I would argue that remote learning, while a long way from ideal, served a positive purpose in 2020. And further, having experienced it under triage conditions, we could use that experience to explore better uses of distance learning, instead of deciding that it was both a failure in terms of learning, and, somehow, the teacher union’s fault.
Finally: How much of this panic over test scores is driven by what the pandemic laid bare: Our society-wide reliance on schools for childcare. Parental angst and fears being politicized by opportunistic partisan groups, funded by dark money.
We need our community schools. And we desperately need to reassure the next generation that we believe they can learn whatever they need to learn to become functional adults—and that we will help them toward that goal, as best we can.
What do we owe the children of the pandemic?
- A universal health care plan, available to every American.
- A high-quality, fully funded public education for every child, no matter what they bring to the table, and baseline funding to bring schools in poverty into alignment.
- Additional free or low-cost education and services for those who need or desire them: Free community college.
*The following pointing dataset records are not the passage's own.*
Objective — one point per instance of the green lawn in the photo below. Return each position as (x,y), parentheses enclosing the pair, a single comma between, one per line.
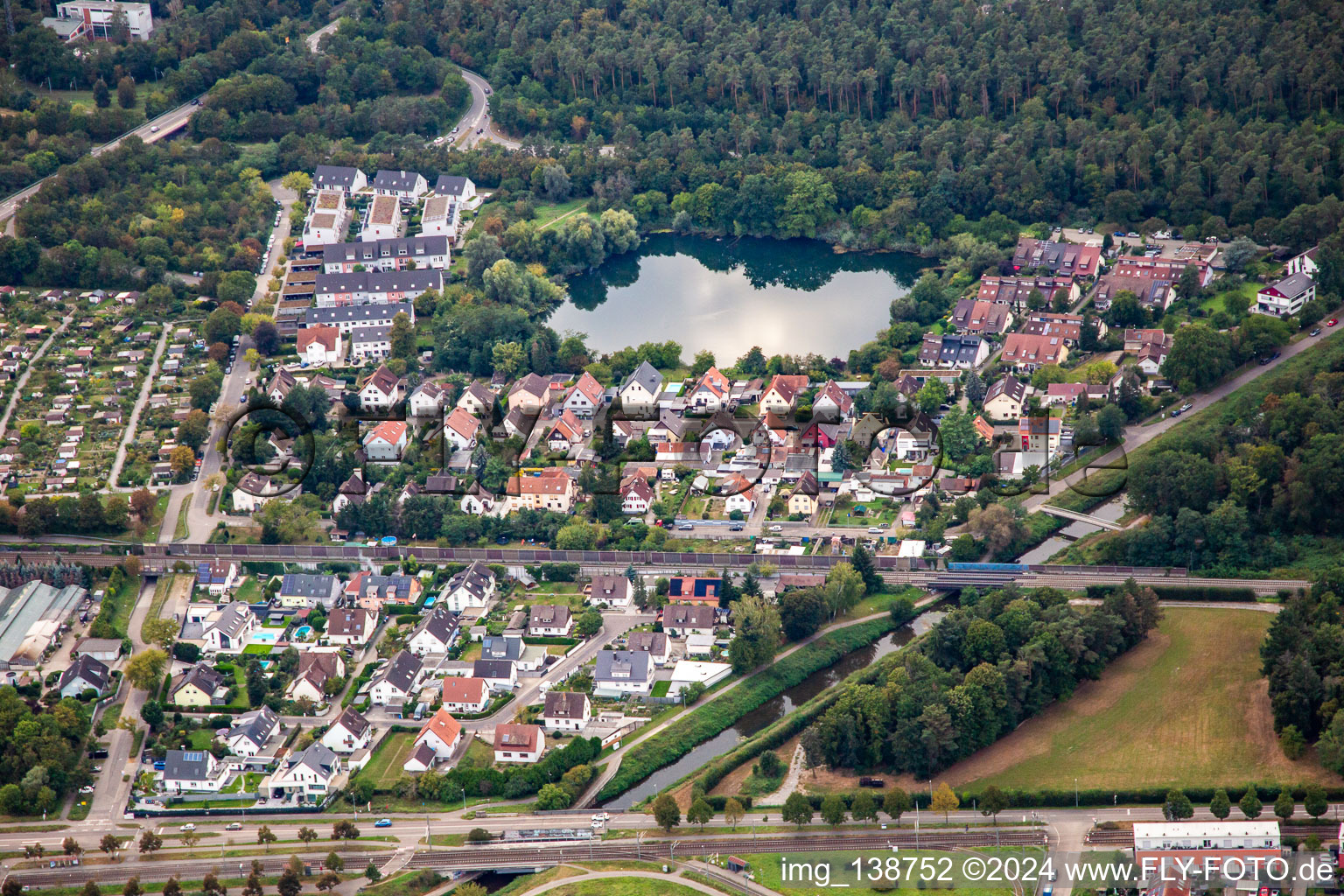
(385,767)
(1184,708)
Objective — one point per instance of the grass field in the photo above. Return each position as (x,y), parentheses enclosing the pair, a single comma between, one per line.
(385,767)
(1186,707)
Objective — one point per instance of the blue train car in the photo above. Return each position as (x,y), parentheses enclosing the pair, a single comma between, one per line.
(988,567)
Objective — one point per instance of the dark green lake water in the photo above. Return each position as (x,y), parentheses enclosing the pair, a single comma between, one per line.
(730,294)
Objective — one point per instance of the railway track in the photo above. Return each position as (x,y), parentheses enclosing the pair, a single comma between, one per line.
(553,853)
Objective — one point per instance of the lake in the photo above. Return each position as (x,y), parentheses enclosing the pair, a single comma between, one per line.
(789,298)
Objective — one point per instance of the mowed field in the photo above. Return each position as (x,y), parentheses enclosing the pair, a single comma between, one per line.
(1187,707)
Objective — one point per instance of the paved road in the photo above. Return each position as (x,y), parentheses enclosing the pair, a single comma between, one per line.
(479,118)
(145,388)
(1138,434)
(23,378)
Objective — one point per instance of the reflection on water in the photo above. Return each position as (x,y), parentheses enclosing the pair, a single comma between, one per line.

Free auxiliary tutoring for kids with special needs—ESL, disabilities, long-term health issues, etc. Free apprenticeships. Free preschool. Free career counseling for all ages.
- High-quality, affordable childcare, and adequate parental leave.
- Plenty of well-trained and well-paid teachers, pre-K through university level.
- Rich curriculum that acknowledges all children have different gifts and interests.
We had a crisis-opportunity to examine the stressors and weaknesses in our education system. Let’s not fumble that away by pointlessly crying wolf over an incremental but understandable drop in standardized test scores.